También sé que escucho un podcast patrocinado por Seagram's (comienza con ese sonido agradable del hielo picando contra la copa y de la ginebra derramada dentro, fresquísima), que el verano se inaugura cada año con el anuncio de Estrella Damm y que los influencers supuestamente de moda se matan por compartir stories con su merchandising, que les digo a las amigas de quedar para tomar una birra, aunque sé, y saben, que pediré un agua con gas. Sé que cuando mi abuelo me ve después de mucho tiempo, me propone abrir una botella de vino bueno para festejar mi regreso.

Está muy bien que el gobierno municipal y el dinero público no contribuyan a ello.

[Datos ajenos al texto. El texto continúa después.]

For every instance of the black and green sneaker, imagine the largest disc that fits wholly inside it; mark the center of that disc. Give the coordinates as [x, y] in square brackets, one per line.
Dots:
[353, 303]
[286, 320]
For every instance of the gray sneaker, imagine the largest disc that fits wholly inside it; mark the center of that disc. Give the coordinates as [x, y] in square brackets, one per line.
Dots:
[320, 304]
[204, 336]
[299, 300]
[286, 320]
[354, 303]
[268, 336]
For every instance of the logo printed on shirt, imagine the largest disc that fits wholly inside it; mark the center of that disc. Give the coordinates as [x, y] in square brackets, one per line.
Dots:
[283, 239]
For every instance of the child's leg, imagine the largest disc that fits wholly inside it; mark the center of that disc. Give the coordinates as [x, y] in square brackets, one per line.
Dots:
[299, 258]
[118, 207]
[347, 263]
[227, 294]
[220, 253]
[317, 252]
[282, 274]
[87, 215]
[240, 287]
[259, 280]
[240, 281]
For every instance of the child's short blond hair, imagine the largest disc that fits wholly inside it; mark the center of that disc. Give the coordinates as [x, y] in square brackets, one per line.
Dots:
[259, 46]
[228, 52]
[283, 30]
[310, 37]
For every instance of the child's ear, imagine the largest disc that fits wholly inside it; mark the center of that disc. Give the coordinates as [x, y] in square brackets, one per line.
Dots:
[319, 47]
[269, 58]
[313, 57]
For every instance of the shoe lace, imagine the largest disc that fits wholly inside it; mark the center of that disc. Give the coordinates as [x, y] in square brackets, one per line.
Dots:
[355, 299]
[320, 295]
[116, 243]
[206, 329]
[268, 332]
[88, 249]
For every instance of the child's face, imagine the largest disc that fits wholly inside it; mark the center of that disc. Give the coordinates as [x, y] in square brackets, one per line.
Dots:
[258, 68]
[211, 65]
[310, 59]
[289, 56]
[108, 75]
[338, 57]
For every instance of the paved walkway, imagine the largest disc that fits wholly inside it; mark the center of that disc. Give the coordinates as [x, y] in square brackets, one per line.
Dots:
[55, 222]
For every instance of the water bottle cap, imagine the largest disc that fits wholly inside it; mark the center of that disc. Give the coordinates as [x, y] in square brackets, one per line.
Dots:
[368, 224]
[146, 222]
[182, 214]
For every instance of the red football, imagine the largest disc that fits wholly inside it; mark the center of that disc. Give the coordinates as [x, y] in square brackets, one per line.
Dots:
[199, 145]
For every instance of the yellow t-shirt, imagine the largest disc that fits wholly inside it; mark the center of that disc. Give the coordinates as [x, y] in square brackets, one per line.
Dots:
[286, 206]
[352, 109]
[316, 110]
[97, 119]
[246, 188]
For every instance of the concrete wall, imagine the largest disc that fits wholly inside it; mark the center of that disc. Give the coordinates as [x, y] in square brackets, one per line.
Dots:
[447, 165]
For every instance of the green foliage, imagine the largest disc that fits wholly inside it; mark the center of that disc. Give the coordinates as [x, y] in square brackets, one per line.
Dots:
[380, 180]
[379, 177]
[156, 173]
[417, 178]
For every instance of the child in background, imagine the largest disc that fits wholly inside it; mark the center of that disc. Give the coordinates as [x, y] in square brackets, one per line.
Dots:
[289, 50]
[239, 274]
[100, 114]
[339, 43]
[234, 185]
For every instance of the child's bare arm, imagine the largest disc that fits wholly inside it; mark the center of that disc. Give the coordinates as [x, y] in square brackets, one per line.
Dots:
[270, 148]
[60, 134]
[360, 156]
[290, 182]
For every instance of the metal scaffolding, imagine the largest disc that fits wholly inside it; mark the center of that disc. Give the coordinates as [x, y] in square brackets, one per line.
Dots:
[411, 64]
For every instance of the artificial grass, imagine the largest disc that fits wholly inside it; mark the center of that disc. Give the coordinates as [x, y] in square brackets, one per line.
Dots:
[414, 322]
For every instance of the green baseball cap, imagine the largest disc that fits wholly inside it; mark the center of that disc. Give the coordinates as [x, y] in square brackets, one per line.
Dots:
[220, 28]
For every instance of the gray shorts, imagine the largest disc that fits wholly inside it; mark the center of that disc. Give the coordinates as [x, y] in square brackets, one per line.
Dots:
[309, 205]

El dinero público no debería ir a ninguna parte que fomentara la destrucción, pero entonces habría que hablar de qué entendemos por destrucción. Porque con el alcohol pasa, como pasa con todo, que trabaja con la destrucción tenue, la que es inapreciable: la que narra Leslie Jamison en su libro, o la mía, también, cuando decido beber sabiendo que me hará daño. ¿Por qué? Entonces uno se pregunta qué sería de su vida si el alcohol no hubiera entrado nunca: cómo entendería el ocio, qué imagen tendría la felicidad, qué significa descansar, trabajar, si soportaría jornadas laborales maratonianas sin ningún premio de consolación al anochecer, en forma de lata, de copa de vino. ¿De qué sería capaz? ¿Cuántas cosas podría hacer? ¿Qué otra vida estaría escribiendo?